Com as mudanças do próprio relator do projeto, governo teme que benefício se estenda para doleiros


No auge das investigações do presidente da Câmara dos Deputados, Eduardo Cunha, acusado de manter contas na Suíça, e da Operação Lava Jato, em que dezenas são suspeitos de manter contas no exterior com dinheiro de propina da Petrobras, um projeto de lei que pode ser votado nesta quarta-feira (28) permite a repatriação de ativos enviados para fora do país sem aviso à Receita Federal.

No projeto original, de acordo com a Folha de S.Paulo, contribuintes que aderissem ao programa não poderiam ser punidos por crimes de lavagem de dinheiro, sonegação fiscal, evasão de divisas, falsificação de documentos e ocultação de bens relacionados ao patrimônio declarado.

Desde que o dinheiro envolvido no crime fosse provado ser de sonegação fiscal, ele poderia ser legalizado. O valor a ser pago pelos recursos repatriados seria de 17,5%, mais a multa de 17,5%. O objetivo é arrecadar R$ 11 milhões com o Imposto de Renda. Uma parte da arrecadação iria a um fundo de compensação para os Estados pela reforma do ICMS.

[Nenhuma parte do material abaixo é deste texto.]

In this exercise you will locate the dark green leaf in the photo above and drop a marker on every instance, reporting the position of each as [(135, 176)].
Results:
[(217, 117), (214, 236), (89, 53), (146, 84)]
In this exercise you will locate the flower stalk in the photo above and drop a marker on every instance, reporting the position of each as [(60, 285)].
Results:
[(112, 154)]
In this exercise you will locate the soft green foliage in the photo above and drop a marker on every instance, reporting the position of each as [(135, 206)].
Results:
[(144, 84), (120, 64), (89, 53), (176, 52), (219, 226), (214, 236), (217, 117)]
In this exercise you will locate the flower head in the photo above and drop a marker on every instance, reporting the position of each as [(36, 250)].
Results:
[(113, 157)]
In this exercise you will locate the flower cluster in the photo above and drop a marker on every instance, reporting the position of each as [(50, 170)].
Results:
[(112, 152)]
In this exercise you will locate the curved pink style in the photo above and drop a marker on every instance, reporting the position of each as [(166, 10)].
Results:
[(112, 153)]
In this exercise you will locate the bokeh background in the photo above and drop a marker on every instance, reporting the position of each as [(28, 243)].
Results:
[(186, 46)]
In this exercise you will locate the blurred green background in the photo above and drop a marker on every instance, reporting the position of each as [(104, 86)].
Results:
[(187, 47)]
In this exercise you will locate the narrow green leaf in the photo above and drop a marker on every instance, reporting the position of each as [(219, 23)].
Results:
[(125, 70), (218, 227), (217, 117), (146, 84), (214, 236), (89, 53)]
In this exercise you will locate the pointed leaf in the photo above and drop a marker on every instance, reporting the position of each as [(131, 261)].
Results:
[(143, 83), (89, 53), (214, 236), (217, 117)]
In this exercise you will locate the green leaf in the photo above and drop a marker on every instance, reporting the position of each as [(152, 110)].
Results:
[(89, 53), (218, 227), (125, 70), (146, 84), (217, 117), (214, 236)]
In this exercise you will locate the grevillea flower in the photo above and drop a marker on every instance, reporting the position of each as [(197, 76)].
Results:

Porém, o próprio relator do projeto, Manoel Júnior, fez uma série de alterações que podem prejudicar as investigações. O parlamentar incluiu a anistia a crimes de caixa dois, uso de documento falso, associação criminosa e isenta pessoas que “participaram dos crimes agindo em interesse pessoal ou em beneficio da pessoa jurídica a que estiverem vinculadas”.

Ele alterou também o valor a ser arrecadado, diminuindo o valor do imposto de renda para 15%, assim como a multa, que deve ficar em 15%, e acabou com o fundo do ICMS.

Ainda segundo a Folha, a área econômica do governo está preocupada. Existe um temor de que o Brasil seja visto internacionalmente como um país suave com desvios de dinheiro. Outra preocupação, é que a mudança se estenda e beneficie doleiros.